Nos mapas não há calor, suor, sede, desejo de água. Não há castelos abertos ou fechados por causa da tolerância de ponto governamental. Não há formigas e aranhas enquanto comes o frango assado. Não há alergia aos pólens que fazem toda a gente espirrar. Não há mulheres velhas, de preto, à beira da estrada, aproveitando o fresco da sombra. Não há filhos aos gritos e aos pulos. De pura alegria. Não há pedras para atirar para longe.

Nos mapas só existe tinta preta (ou de outras cores) sobre papel.
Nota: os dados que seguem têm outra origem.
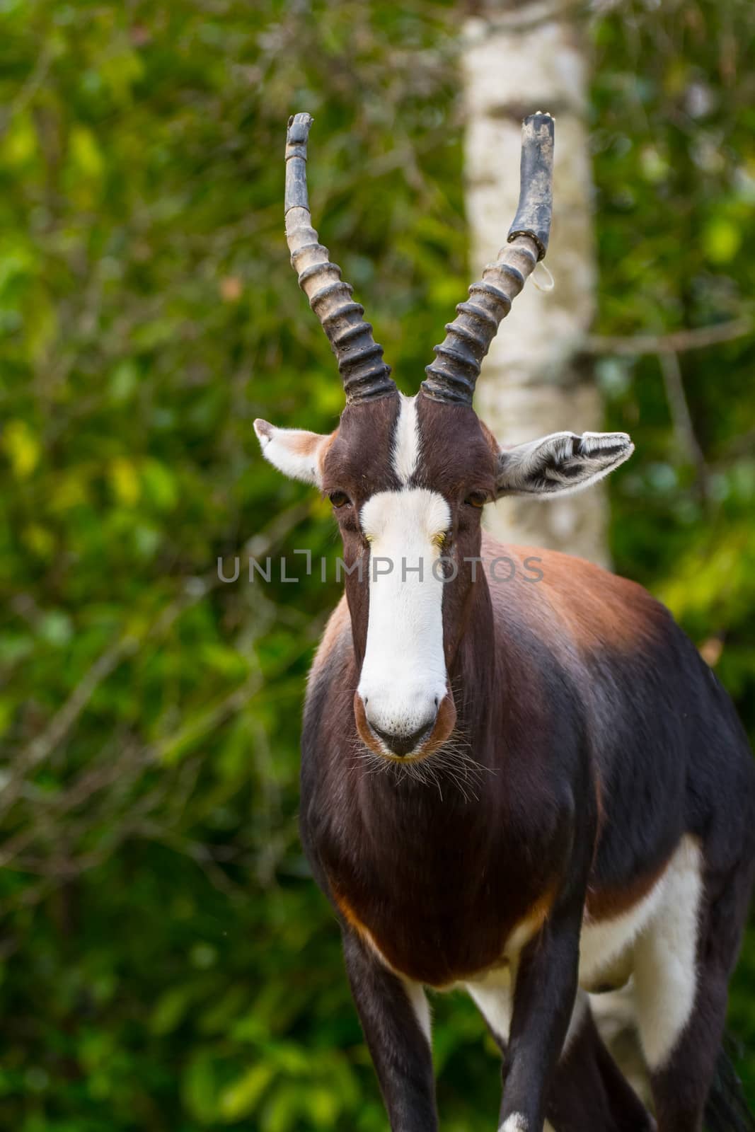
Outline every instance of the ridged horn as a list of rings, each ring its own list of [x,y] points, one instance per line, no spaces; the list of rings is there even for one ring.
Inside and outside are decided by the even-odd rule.
[[[554,119],[540,111],[522,123],[520,203],[508,240],[489,264],[470,298],[446,325],[446,337],[435,346],[435,361],[422,381],[426,396],[449,404],[472,404],[482,359],[498,326],[512,309],[535,265],[548,249],[552,214]]]
[[[285,139],[285,238],[299,286],[309,299],[325,331],[346,392],[346,404],[375,401],[396,392],[383,346],[362,318],[364,308],[351,298],[352,288],[341,278],[328,250],[312,228],[307,194],[307,139],[310,114],[289,119]]]

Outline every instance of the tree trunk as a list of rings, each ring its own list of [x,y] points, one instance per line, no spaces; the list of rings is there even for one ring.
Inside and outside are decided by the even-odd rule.
[[[522,118],[556,118],[554,229],[539,268],[484,362],[477,408],[501,444],[570,429],[599,430],[600,396],[580,353],[595,306],[595,254],[587,148],[587,62],[574,7],[564,0],[483,3],[466,20],[466,207],[474,269],[495,259],[516,212]],[[477,275],[475,275],[477,277]],[[504,499],[494,534],[608,561],[602,486],[554,501]]]

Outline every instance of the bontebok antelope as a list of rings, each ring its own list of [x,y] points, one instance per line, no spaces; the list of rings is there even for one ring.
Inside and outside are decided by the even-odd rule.
[[[554,119],[525,120],[508,242],[413,397],[311,226],[310,125],[289,122],[286,239],[346,405],[329,436],[255,429],[271,463],[329,497],[343,538],[345,593],[307,693],[301,832],[391,1126],[438,1127],[426,988],[463,987],[504,1055],[500,1132],[653,1127],[587,997],[630,979],[658,1127],[698,1132],[755,861],[745,734],[643,589],[480,525],[500,496],[574,491],[633,452],[624,432],[501,448],[472,409],[548,247]]]

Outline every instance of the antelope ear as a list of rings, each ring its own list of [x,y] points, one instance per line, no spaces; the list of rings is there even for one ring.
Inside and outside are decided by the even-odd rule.
[[[602,480],[628,460],[634,445],[626,432],[554,432],[501,448],[497,495],[566,495]]]
[[[334,434],[323,436],[299,428],[276,428],[257,419],[255,432],[265,460],[284,475],[304,483],[323,484],[323,457]]]

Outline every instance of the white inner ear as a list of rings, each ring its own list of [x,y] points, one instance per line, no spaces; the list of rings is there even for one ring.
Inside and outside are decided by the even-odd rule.
[[[274,468],[293,480],[321,487],[323,456],[329,436],[298,428],[276,428],[263,420],[255,421],[255,432],[263,456]]]
[[[503,451],[498,495],[568,495],[608,475],[628,460],[626,432],[554,432]]]

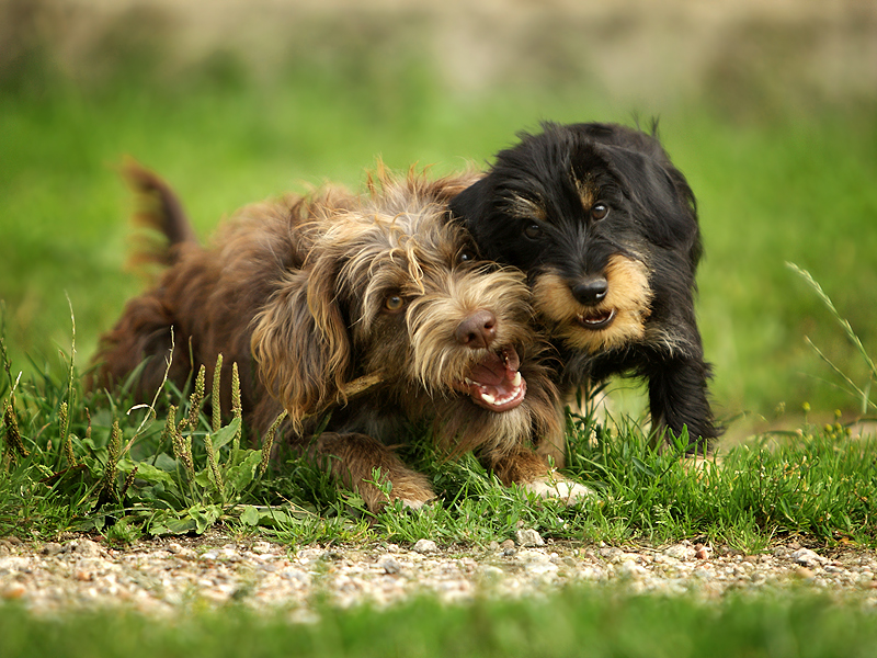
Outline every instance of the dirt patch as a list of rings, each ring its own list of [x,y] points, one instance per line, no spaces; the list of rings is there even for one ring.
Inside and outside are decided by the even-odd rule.
[[[543,541],[535,532],[485,547],[299,546],[235,541],[221,534],[112,547],[0,541],[0,595],[36,614],[125,608],[155,615],[236,602],[318,619],[318,601],[386,606],[431,594],[448,603],[550,593],[570,586],[720,599],[727,592],[809,588],[877,605],[877,555],[815,552],[797,543],[759,555],[690,542],[593,546]]]

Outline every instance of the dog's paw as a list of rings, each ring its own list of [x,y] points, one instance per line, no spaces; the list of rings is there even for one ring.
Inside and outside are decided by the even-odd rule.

Ou traços negros (ou de outras cores) num écrâ, desenhando linhas, formas, mais ou menos concretas ou abstractas, definidas ou virtuais. Este texto está, por isso, muito mais próximo dos mapas do que do território mapeado: tinta preta, traços negros sobre papel, ou num écrâ. Este texto é como um mapa: as palavras são as linhas, os tracejados e as cores. Sem relevo, cheiros, tacto, sabor, ruídos, visões.
Por consequência, neste texto, não existe a luz do sol às três da tarde. Ou a poeira mínima levantada pela correria de uma criança que acaba por tropeçar e cair, ferindo o joelho. Neste texto não existe o choro dessa criança. Nem os braços do pai que aconchegam essa criança. Nem a erva alta ou a brisa que não conhecem, nem respeitam, linhas, tracejados ou cores.
Cheirar, sentir, ver, tocar, ouvir: só lá, no território. Onde a linha azul da água não é só uma linha, nem o azul um só azul. Onde a água é água. E nos molha e refresca e nos tira a sede.

2 comentários:

j disse...

Foi bom, portanto (apesar do joelho, que faz parte da aventura...). Ainda bem.

j disse...

Vou por aí, amanhã...um pouco mais para norte, talvez. Dizem que água vem, veremos. Abrazzi.